The helium-filled aircraft, which is part plane, part airship, was expected to be launched for its first test flight on Sunday but failed to do so because of safety concerns.
After setting off on its maiden voyage, It was airborne for around 20 minutes before it was forced to return to base before nightfall.
After it had successfully landed, manufacturers Hybrid Air Vehicles tweeted: “Landed. Just a quick flight tonight to prove the concept and needed to land before dark. #Airlander.”
Bystanders who witnessed the momentous event described seeing the Airlander 10 taking off.

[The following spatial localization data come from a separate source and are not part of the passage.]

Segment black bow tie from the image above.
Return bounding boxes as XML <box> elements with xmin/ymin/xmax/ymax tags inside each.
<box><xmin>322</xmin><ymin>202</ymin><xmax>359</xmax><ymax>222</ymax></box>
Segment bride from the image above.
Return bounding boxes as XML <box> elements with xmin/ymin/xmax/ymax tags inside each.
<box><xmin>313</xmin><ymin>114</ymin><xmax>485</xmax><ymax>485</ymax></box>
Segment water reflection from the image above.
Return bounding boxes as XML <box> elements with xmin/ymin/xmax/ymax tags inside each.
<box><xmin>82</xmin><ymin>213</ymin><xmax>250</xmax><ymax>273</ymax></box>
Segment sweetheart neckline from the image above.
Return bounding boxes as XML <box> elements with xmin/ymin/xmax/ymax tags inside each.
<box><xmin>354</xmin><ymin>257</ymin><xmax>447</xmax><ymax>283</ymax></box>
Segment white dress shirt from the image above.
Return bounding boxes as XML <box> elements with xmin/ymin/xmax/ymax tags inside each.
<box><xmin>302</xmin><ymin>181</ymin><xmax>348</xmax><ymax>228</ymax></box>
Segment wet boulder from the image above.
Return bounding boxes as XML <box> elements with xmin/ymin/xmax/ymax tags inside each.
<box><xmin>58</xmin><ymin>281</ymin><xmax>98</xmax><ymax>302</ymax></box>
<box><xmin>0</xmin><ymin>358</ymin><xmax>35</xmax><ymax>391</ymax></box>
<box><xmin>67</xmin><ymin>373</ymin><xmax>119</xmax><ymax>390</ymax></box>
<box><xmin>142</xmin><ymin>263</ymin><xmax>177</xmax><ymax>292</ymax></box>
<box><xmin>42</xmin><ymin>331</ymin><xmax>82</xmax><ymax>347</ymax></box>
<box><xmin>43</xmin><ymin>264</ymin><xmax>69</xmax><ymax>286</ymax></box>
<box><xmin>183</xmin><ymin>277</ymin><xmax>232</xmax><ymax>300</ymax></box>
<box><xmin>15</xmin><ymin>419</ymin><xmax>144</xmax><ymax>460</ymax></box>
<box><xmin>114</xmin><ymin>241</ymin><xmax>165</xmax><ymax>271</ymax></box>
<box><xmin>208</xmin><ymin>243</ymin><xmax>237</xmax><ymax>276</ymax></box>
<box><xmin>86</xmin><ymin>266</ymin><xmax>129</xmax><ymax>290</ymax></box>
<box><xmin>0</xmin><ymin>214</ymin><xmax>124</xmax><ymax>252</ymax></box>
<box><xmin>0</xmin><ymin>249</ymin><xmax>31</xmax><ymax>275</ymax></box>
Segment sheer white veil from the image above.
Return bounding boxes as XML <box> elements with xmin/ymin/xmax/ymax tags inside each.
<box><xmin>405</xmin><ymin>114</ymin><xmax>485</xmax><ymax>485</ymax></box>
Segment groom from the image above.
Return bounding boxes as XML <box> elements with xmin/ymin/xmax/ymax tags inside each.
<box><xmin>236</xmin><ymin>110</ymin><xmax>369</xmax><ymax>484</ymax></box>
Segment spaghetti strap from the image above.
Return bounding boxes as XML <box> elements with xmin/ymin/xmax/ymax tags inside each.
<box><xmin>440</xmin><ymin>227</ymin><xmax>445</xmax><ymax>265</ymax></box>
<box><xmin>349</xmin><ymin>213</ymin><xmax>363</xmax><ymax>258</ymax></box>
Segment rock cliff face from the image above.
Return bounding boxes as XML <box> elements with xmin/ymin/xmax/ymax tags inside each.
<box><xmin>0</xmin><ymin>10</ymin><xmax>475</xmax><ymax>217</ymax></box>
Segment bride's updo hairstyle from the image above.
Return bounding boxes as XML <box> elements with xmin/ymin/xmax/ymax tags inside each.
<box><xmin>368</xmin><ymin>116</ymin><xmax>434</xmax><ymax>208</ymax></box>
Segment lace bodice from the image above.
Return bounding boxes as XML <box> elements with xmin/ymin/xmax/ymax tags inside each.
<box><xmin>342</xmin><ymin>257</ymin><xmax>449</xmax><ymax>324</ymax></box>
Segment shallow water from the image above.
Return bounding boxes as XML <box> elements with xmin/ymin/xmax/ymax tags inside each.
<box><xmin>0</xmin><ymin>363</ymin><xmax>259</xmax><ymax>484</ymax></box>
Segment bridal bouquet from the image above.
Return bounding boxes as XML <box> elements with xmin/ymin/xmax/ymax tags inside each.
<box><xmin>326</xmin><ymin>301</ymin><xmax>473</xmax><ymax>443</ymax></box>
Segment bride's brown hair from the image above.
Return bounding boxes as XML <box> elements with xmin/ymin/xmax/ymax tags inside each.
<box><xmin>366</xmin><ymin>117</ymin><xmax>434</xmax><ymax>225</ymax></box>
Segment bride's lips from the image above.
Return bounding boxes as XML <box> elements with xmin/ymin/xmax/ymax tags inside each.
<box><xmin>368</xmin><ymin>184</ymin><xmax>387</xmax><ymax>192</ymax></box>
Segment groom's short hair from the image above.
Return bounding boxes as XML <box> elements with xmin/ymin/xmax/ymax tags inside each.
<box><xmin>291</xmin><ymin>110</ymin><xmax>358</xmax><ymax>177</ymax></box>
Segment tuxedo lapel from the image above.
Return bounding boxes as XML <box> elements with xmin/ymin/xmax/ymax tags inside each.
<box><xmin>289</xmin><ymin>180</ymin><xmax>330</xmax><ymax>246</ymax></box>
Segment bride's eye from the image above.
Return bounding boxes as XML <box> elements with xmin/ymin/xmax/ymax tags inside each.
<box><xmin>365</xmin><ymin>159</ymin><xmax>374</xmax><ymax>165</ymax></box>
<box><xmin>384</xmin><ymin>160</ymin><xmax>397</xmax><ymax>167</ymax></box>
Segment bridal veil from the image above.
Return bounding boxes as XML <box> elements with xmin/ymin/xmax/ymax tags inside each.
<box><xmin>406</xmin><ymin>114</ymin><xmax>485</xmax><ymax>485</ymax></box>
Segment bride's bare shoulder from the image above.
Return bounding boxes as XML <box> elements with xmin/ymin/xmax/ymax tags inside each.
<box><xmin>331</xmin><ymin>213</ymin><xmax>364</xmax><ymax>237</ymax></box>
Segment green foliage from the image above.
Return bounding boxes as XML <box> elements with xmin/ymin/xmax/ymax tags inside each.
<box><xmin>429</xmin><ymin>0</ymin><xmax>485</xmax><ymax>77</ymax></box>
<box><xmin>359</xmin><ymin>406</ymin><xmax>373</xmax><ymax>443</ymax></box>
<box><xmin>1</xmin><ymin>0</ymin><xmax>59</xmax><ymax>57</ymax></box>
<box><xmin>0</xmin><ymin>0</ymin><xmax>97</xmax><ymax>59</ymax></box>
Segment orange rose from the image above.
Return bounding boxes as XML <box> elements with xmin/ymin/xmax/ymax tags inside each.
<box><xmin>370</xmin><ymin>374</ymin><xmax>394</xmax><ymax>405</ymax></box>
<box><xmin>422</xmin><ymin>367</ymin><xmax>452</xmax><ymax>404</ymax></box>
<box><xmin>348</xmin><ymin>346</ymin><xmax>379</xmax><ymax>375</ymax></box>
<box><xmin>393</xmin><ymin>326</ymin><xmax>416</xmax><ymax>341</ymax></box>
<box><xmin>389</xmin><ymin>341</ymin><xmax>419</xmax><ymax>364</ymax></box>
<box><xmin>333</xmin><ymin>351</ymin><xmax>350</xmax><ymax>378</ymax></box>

Care home manager Mandy Turner, 43, who turned up for the event with her two children, said: “It was like watching a huge balloon take off.

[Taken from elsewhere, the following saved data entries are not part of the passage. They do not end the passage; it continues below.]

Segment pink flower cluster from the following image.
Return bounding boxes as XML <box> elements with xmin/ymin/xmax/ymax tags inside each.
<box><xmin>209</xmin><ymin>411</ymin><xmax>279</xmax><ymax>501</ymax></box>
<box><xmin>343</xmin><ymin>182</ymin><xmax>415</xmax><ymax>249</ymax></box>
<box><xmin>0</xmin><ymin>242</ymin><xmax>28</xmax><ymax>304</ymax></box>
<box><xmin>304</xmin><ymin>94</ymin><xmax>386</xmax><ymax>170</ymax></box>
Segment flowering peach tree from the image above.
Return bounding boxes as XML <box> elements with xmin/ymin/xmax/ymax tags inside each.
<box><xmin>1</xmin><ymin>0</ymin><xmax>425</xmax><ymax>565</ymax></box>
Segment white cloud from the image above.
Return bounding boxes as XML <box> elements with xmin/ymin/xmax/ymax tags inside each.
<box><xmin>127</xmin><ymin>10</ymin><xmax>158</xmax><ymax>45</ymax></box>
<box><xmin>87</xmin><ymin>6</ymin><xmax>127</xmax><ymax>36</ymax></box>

It actually looked quite surreal in the sky, like it shouldn’t really have been there.
“I do feel like we’ve watched a moment of history which you don’t see every day so I’m glad we came down.

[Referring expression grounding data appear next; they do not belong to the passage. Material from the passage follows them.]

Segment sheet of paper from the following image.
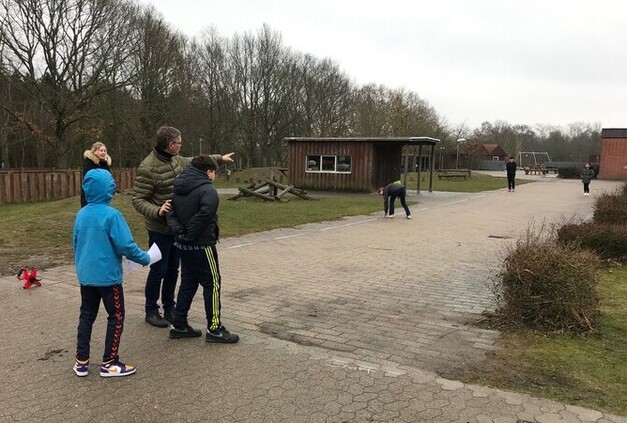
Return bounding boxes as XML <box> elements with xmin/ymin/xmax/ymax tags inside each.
<box><xmin>123</xmin><ymin>244</ymin><xmax>162</xmax><ymax>274</ymax></box>
<box><xmin>147</xmin><ymin>243</ymin><xmax>162</xmax><ymax>265</ymax></box>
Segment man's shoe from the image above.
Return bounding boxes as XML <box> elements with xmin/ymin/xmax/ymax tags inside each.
<box><xmin>73</xmin><ymin>358</ymin><xmax>89</xmax><ymax>377</ymax></box>
<box><xmin>145</xmin><ymin>312</ymin><xmax>169</xmax><ymax>328</ymax></box>
<box><xmin>406</xmin><ymin>215</ymin><xmax>412</xmax><ymax>219</ymax></box>
<box><xmin>100</xmin><ymin>359</ymin><xmax>136</xmax><ymax>378</ymax></box>
<box><xmin>164</xmin><ymin>310</ymin><xmax>175</xmax><ymax>324</ymax></box>
<box><xmin>169</xmin><ymin>324</ymin><xmax>202</xmax><ymax>339</ymax></box>
<box><xmin>206</xmin><ymin>326</ymin><xmax>239</xmax><ymax>344</ymax></box>
<box><xmin>385</xmin><ymin>214</ymin><xmax>395</xmax><ymax>219</ymax></box>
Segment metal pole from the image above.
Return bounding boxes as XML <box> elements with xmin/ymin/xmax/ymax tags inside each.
<box><xmin>428</xmin><ymin>143</ymin><xmax>435</xmax><ymax>192</ymax></box>
<box><xmin>403</xmin><ymin>147</ymin><xmax>409</xmax><ymax>187</ymax></box>
<box><xmin>456</xmin><ymin>143</ymin><xmax>459</xmax><ymax>169</ymax></box>
<box><xmin>416</xmin><ymin>144</ymin><xmax>423</xmax><ymax>194</ymax></box>
<box><xmin>199</xmin><ymin>138</ymin><xmax>203</xmax><ymax>155</ymax></box>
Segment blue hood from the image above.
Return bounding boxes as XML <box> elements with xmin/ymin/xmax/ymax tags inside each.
<box><xmin>83</xmin><ymin>169</ymin><xmax>115</xmax><ymax>205</ymax></box>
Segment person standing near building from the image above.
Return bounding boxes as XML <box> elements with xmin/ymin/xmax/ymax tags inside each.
<box><xmin>581</xmin><ymin>163</ymin><xmax>595</xmax><ymax>196</ymax></box>
<box><xmin>166</xmin><ymin>155</ymin><xmax>239</xmax><ymax>343</ymax></box>
<box><xmin>505</xmin><ymin>156</ymin><xmax>517</xmax><ymax>192</ymax></box>
<box><xmin>378</xmin><ymin>180</ymin><xmax>412</xmax><ymax>219</ymax></box>
<box><xmin>132</xmin><ymin>126</ymin><xmax>234</xmax><ymax>328</ymax></box>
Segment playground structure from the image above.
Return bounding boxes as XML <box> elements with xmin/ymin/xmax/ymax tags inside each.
<box><xmin>518</xmin><ymin>151</ymin><xmax>558</xmax><ymax>175</ymax></box>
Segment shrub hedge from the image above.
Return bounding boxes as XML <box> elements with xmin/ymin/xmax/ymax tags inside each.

“We were a bit worried it wouldn’t take off after the other night but when it looked like it was going to, we couldn’t take our eyes of it.
“I’d love a chance to fly inside. Maybe one day.”
Others took to social media to share their excitement.
Sophie Allman said: “We are the proudest family being able to see the Airlander 10 airborne.”
@BurtLikesGaming wrote on Twitter: “Just watching the #Airlander on its maiden flight – what a sight to behold!! #Awesome”
Michael Serevena posted: “Awesome sight from the garden!! Kinda feel part of history!! #Airlander.”
@Bubbs1250 added: “So, this huge bloody airship just flew over my house!!!! It’s a big bugger!!! #airlander #bedford”
Christened the Martha Gwyn, the vast aircraft measures 302ft long and is around 50ft longer than the biggest passenger jets.
Engineers have spent three years working on the Airlander 10, which is filled with 1.3 million cubic feet of helium – enough to fill 15 Olympic-sized swimming pools.
The craft produces 60 per cent of its lift aerostatically, by being lighter-than-air, and 40 per cent aerodynamically, by being wing-shaped, as well as having the ability to rotate its engines to provide an additional 25 per cent of thrust up or down.
This means the Airlander can hover as well as land on almost any surface, including ice, desert and water.
It was first developed for the US government as a long-endurance surveillance aircraft but it fell foul of defence cutbacks.
British firm Hybrid Air Vehicles (HAV) launched a campaign to return the Airlander 10 to the skies in May 2015.
The huge aircraft will be able to stay airborne at heights of up to 20,000ft with a 10-tonne cargo for two weeks at a time at speeds of up to 90mph.
Some have hailed the Airlander as the future of air travel because, unlike conventional aeroplanes, it emits little pollution and is not noisy enough to disturb people on the ground.
The Airlander‘s power comes from four 350hp, four-litre V8 diesel engines – two mounted at the front and two at the back.
It can take off and land vertically like a helicopter, which means it does not need a long runway to operate.
HAV claims it could be used for a variety of functions such as surveillance, communications, delivering aid and even passenger travel.
But despite being the largest aircraft in the world, it would be dwarfed by the historic zeppelins developed in Germany during the 1930s.
The Hindenburg, killed 35 during a crash in New Jersey, US, in 1937, dashing the dream of the airship as a mode of transportation for decades.
Unlike hydrogen, the gas used in the Hindenburg, helium is not flammable.